Она казалась довольно озадаченной и рассеянно повторила эту фамилию несколько раз, явно думая о чем-то совсем другом. Потом она постаралась вернуть себе свой повелительный, резкий тон, что ей удалось, и взбила мои подушки.

— Ну-ка, давайте! — приказала она. — Вы должны уснуть. Нельзя просыпаться так рано. Вам это вредно. — И она быстро вышла из комнаты.
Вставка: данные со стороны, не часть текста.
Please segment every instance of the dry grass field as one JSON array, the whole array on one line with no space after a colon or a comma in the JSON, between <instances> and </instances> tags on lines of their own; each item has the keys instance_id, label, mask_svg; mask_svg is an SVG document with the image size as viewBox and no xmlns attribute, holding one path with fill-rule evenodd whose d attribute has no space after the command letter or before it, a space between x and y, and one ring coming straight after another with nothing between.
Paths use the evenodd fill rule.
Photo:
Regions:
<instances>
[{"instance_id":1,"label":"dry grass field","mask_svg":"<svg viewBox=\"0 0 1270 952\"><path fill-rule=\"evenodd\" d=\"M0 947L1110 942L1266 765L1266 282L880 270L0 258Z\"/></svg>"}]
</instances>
При свете дня я перебирал в памяти события прошедшей ночи и чувствовал, что доволен. Наконец-то я узнал что-то определенное. Для меня было новостью, что Герман Геринг лишился какой-то одной из своих должностей, но скорее всего в лагере ОФЛАГ XXIXZ мы никогда бы об этом и не узнали. Одно стало ясно — я был гостем самого Рейх-Мастера Лесничего, и мне казалось, что это многое объясняет, во всяком случае больше, чем остается необъясненным. Но какой же странный характер должен быть у Графа фон Хакелнберга, охотящегося в лесу при свете луны! Так легко и шею сломать, подумалось мне. Потом я стал вспоминать разные россказни о наших чудаках-англичанах, живших в восемнадцатом веке. Я вполне допускал, что услышанное мною не имело никакого отношения к охоте; может быть, это была просто пьяная прогулка верхом по лесу, дикий кутеж молодых нацистов, а старый Граф скакал по их следам, трубя в свой охотничий рог. Картина была довольно правдоподобной, но не вполне убедительной для меня. Рог звучал слишком часто, и продолжалось все это слишком долго, да и Ночная Сестра реагировала на все это совсем не так, будь это пьяное буйство молодой компании. Звук рога, возвещавший о возвращении Графа домой, был ей хорошо знаком. И испугало ее то, что было ей слишком хорошо известно.

ГЛАВА IV

Утром Дневная Сестра влетела в комнату, неся мой завтрак, и я заметил явную перемену в ее поведении. Она была преисполнена чувством собственной значимости и невыносимо авторитарна. Я был не очень удивлен, когда стремительно убрав остатки моего завтрака и расставив в безупречном порядке кристально чистые сосуды на столике рядом с моей кроватью, она объявила, что меня придет осмотреть доктор. Дневная Сестра заставила меня нервничать из-за того явно преувеличенного значения, которое придавала его визиту, но зато, как будто желая утешить меня и загладить свою резкость и бесцеремонность, незадолго до назначенного времени прихода врача поведала мне, что, возможно, он разрешит мне вставать, если найдет мое состояние удовлетворительным. Меня побрили и умыли, переменили пижаму, постель перестелили; в комнате, где и без того не было ни пылинки, еще раз вытерли пыль, поставили в вазу свежие цветы, а начищенный до блеска пол заставил еще ярче блестеть крупного телосложения раб, который работал, как заведенный. И наконец Дневная Сестра сняла повязки с моих рук, достала стерилизатор и разнообразные блестящие инструменты, а потом, когда снаружи послышались приближающиеся легкие шаги, с выражением строгого внимания на лице встала у моей постели.